Hard to imagine I once loathed Dylan. In fourth grade he wrote a haiku about me that the class chanted for a month. In those days I was a little pudgy due to my affinity for peanut butter and jelly sandwiches, and vanilla ice cream smothered in chocolate syrup.

I can still hear him read his stupid little ditty before the entire class.



I went out to play

And I saw Macy Moore

She’s fat.



The class howled. I slid under my desk and despised him.

I carried a small grudge—okay, a huge grudge—until junior high. By then, Dylan was incredibly popular, athletic and handsome. He breezed through puberty unscathed. All the girls liked him. I, however, couldn’t get beyond “she’s fat.”

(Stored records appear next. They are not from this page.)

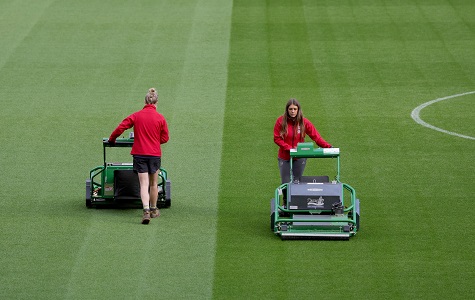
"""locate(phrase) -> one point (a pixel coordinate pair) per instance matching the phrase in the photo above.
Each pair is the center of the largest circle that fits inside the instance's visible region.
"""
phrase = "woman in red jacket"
(289, 130)
(150, 131)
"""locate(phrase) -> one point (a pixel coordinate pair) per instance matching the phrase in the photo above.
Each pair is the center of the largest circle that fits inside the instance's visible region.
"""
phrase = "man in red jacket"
(289, 130)
(150, 131)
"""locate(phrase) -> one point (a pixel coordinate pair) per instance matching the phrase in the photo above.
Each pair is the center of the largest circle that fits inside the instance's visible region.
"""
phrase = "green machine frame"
(100, 189)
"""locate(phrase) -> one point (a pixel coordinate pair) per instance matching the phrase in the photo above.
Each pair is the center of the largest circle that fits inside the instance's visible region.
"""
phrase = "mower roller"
(116, 184)
(315, 207)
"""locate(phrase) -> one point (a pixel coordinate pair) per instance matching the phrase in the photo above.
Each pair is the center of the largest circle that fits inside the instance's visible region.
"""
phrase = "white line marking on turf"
(417, 118)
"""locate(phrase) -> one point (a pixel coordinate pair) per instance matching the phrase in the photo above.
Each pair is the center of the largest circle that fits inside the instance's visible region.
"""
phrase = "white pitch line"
(417, 118)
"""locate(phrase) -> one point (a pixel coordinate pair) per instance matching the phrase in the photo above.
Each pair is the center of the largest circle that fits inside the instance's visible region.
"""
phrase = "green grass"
(71, 71)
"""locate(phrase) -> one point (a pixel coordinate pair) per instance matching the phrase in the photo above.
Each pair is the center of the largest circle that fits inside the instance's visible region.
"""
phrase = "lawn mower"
(313, 207)
(116, 184)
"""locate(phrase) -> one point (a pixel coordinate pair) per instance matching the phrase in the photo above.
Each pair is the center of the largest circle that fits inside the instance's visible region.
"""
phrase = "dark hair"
(298, 119)
(151, 97)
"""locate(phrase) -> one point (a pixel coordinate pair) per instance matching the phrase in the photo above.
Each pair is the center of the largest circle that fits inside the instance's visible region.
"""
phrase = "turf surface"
(70, 71)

But during church camp the summer after seventh grade, I forgave his dumb haiku when our counselor described the crucifixion of Jesus for my sins. It had me in tears and I could no longer justify seething over Dylan’s poetry.

I stole a peek at him during the closing prayer and caught him wiping his eyes with the back of his hand. My heart melted a little.

By the time we started high school, I fell face-first in love—pure, unrequited love. Any other way and you’re a coward. But he never knew.

“I think you’ll live,” Dylan says, reaching for my hand to examine the scrapes. He brushes away the dirt and gravel. I feel light-headed. For a man built like a Mack truck, his touch is tender.

“And not die of embarrassment? Please, give a girl her due.” Perhaps a swoon is coming on. This is definitely a swoon moment.

“Never let it be said I kept a girl from her due.” He laughs low and peers deep into my eyes.

Well, well. Dylan Braun. “I thought you would be fat and bald by now.” My senses start to solidify and my composure returns.

“That was the plan, but some things just don’t turn out.” His grin is still his best feature—rakishly Clark Gable.

“Married?” I flirt, knowing he’s not. His mother, Margaret Braun, and my mother are birds of a feather, descendants of blue-blood Europeans with dukes and duchesses in their lineage. If Dylan married, I’d hear about it.

“Not yet. You?”

“Not yet.”

“Haven’t met Mr. Right?”

I laugh. “Oh, sure I did. Turned out to be Mr. Wrong.”

He stares at me for a long second. “I saw you talking to Joley in Sizzler.”

He was in Sizzler? “She wants me to emcee the class reunion.”

“Will you? I told her to ask you.”

“You?”

“I’m reunion coordinator this time. Don’t ask me how I got roped into it. Did you get Alisa’s flyer?”

“Yeah, as a matter of fact.” I regard him for a moment, seeing a new side to him. “Why me as emcee? And don’t say because I was voted most likely to succeed.”

He slips his hands into his pockets, rolls his big shoulders forward and looks away. “I wanted to have the prettiest and the smartest, that’s all.”

The prettiest? Did he just say prettiest? Is there room to swoon? Can I swoon without it looking like another pratfall?

“We’re proud of you.” He regards me openly.

We? We who? We as in the plural of Dylan, we?

“I wasn’t the smartest, Dylan.”

“No, but the smartest and the prettiest.”

That’s it. I’m swooning. I glance around, but can’t find a place to light. “When is the reunion again? I may have a business trip scheduled.”

“Fourth of July weekend. Surely you’re not booked then.”

Surely I’m not, but I just can’t say yes when my life is sagging. If I could get a new job, I could emcee with dignity, but who knows what the next few months will bring. “I just don’t know, Dylan.”

“Say yes.” He grips my hand again and peers right into my eyes.

I blurt out, “Yes. Yes, I’ll do it.” I’m an idiot.